The last paradox is that her legacy to the Conservative Party has been so powerful that the party can do nothing about this failed strategy – other than hope for the best. Of the four men who succeeded her as leader, only one, John Major, was not a Thatcherite as the Thatcherites understood Thatcherism, and Thatcher did her best, on the whole successfully, to undermine him. William Hague gave up any serious attempt to reposition the party, and his two successors have been Thatcherites of the purest water. Michael Howard, of course, was not elected simply because he was a Thatcherite: he was elected because he is a bruiser who the party assumed could do more damage to the government than anyone else. In this sense, his election is purely cynical and opportunist. But to see it only in those terms is to ignore the fact that no candidate thought to be outside the canon could have been elected. It was not a question of Thatcherite or non-Thatcherite, but which Thatcherite. Howard will certainly be more electorally acute than Thatcher was in her last days, but he will not depart in any essential from the legacy, despite what it has done to the Conservative Party. Si monumentum requiris . . .

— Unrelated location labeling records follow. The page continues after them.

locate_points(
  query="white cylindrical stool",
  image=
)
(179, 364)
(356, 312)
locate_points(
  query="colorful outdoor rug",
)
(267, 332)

Although Campbell probably underestimates the political and social ambition of Thatcherism – its attempt to recast British society – his overall conclusion is just. Thatcher was not the genius imagined by her many admirers nor the evil genius imagined by her many opponents. She did not destroy the welfare state or transform the fundamental values of the British people. In many ways, she simply went along with a movement common to all Western societies, particularly English-speaking ones. (Indeed, some, like New Zealand, went further and faster than she did.) For the most part she was only on the side of history, however much she tried to make it. But she gave this historic movement a vocabulary, a dynamic force, an indomitable character, which personalised it and made it almost inescapable.